For selective immunosuppression, 10 tumor-bearing mice in each group undergoing CD/5FC/Ltn therapy were injected i.p. with 0.5 ml of PBS containing 100 μg of anti-NK1.1 puritied from ascites of hybridoma PK136 (anti-NK1.1, ATCC HB-191), 100 μg of anti-CD4 puritied from ascites of hybridoma GK1.5 (TIB-207, ATCC) or 100 μg of anti-CD8 from hybridoma 2.43 (TIB-210, ATCC) 2 days before tumor inoculation and 4 h and 3, 7, 10, and 13 days after tumor inoculation. Flow cytometry was utilized for the analysis of residual blood and spleen cells from these mice, and the targeted leukocytes were decreased selectively to <1/5000 blood leukocytes during the treatment. Control mice were given 100 μg of rat IgG. The tumor volumes and survival periods of the tumor-bearing mice were observed after in vivo depletion of CD4/CD8 T cells.4546

Assay of mRNA expression

Tumor mass was taken from the killed mice 3 days after AdCD/5FC and/or AdLtn gene therapy. The tumor mass was minced and total RNA isolated. RT-PCR method was used for IL-2, IFN-γ and Ltn mRNA assay in the tumor microenvironment.
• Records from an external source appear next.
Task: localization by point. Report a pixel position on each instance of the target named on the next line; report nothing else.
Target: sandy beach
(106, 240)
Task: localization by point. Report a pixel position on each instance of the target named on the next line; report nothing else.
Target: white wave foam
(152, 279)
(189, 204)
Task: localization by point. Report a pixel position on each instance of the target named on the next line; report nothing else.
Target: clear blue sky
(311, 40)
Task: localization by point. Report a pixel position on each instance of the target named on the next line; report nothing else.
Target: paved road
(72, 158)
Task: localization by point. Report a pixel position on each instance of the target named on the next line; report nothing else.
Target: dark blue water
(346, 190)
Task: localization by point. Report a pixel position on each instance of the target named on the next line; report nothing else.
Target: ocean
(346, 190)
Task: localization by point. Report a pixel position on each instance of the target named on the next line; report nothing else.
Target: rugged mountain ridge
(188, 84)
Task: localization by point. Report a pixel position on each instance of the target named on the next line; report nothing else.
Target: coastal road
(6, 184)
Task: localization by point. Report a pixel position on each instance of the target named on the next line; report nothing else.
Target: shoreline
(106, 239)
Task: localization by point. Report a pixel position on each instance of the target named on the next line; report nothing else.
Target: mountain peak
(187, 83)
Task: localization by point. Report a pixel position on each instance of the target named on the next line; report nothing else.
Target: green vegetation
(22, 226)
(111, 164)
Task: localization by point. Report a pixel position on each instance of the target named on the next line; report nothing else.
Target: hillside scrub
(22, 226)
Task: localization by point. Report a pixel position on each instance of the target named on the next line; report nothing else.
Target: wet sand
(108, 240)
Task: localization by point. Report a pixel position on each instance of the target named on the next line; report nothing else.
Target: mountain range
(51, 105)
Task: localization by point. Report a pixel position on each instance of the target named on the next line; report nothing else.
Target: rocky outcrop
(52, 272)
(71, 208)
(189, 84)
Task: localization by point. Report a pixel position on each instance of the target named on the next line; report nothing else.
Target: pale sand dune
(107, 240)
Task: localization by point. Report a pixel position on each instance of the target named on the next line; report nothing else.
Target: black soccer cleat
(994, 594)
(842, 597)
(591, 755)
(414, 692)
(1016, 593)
The primers for the analysis of PCR were as follows: IL-2: sense, TCC ACT TCA AGC TCT ACA G; antisense, GAG TCA AAT CCA GAA CAT DCC; IFN-γ: sense, CAT GAA AAT CCT GCA GAG CC; antisense, GGA CAA TCT CTT CCC CAC CC; Ltn, sense, TGG GGA CTG AAG TCC TAG AAG; antisense, TTA CCC AGT CAG GGT TAC TGC TGT G; murine β-actin: sense, TGG AAT CCT GTG GCA TCC ATG AAA C; antisense, TAA AAC GCA GCT CAG TAA CAG TCC G.13 First strand cDNA was synthesized from total RNA by reverse transcription and PCR reactions were carried out according to the method by Ramesh et al.43 Amplification was carried out for 35 cycles (95°C for 20 s, 54–57°C for 30 s and 72°C for 30 s) depending on the template to be amplified, followed by a final extension for 15 min. The amplified PCR products were detected by agarose gel electrophoresis.

Cytotoxic assay

Splenic lymphocytes were isolated from killed tumor-bearing mice 3 days after the last injection of 5FC and used as NK effector cells. The lymphocytes were cocultured with inactivated CT26 cells for 7 days in the presence of mIL-2 20 IU/ml (Genzyme, Cambridge, MA, USA), and then collected as CTL effector cells. The NK and CTL activities were determined by a standard 4-h 51Cr release assay utilizing YAC-1 and CT26 as targets, respectively.15 Two million YAC-1 cells or CT26 cells in 0.5 ml RPMI-1640 with 20% FCS were labeled with 200 μCi Na51CrO4 (Amersham, Arlington Heights, IL, USA) for 2 h. The labeled cells were washed three times in serum-free medium. Ten thousand target cells were then mixed with effector cells for 4 h at 37°C at the ratio indicated. For the maximal 51Cr release control, 0.1 ml of 0.1 N HCl was added to the target cells, and for the spontaneous 51Cr control, 0.1 ml of medium was added to the labeled cells. The amount of 51Cr released was determined by γ counting on a 1275 Minigamma Counter (LKB-Wallac, Turku, Finland), and the percentage of specific lysis was calculated as follows: NK or CTL activity (%) = (experimental c.p.m. − spontaneous c.p.m.)/ (maximal c.p.m. − spontaneous c.p.m.) × 100.

Flow cytometry analysis

For in vitro analysis of CD95 expression and apoptosis, CT26 cells were infected with AdCD at MOI of 20:1 for 6 h and treated with 5FC 25 μg/ml for 6 h, and then the cells were incubated with PE-conjugated monoclonal antibody against CD95 or Annexin V (PharMingen, San Diego, CA, USA) for flow cytometry. CT26 cells were incubated with antagonistic anti-CD95 antibodies (Santa Cruz Biotechnology, Santa Cruz, CA, USA) 2 h before infection with AdCD and treatment with 5FC to confirm the role of CD95 in AdCD/5FC induced apoptosis of CT26 cells. For analysis of CD80 and CD54 expression, CT26 cells were infected with AdLtn and AdCD for 6 h and treated with 5FC 25 μg/ml for 6 h, and then the cells were incubated with monoclonal antibodies against CD80 and CD54 (PharMingen) for 30 min at 4°C followed by washing with PBS three times. The cells were then incubated with FITC-conjugated goat anti-rat IgG for another 30 min at 4°C followed by washing with PBS. The cells were resuspended in PBS containing 1% formaldehyde for flow cytometry. The control cells were incubated without the primary antibody. The cell-surface fluorescence was determined by Becton Dickinson FACScalibur. A scatter window was set to eliminate dead cells and cell debris, and histograms were overlaid.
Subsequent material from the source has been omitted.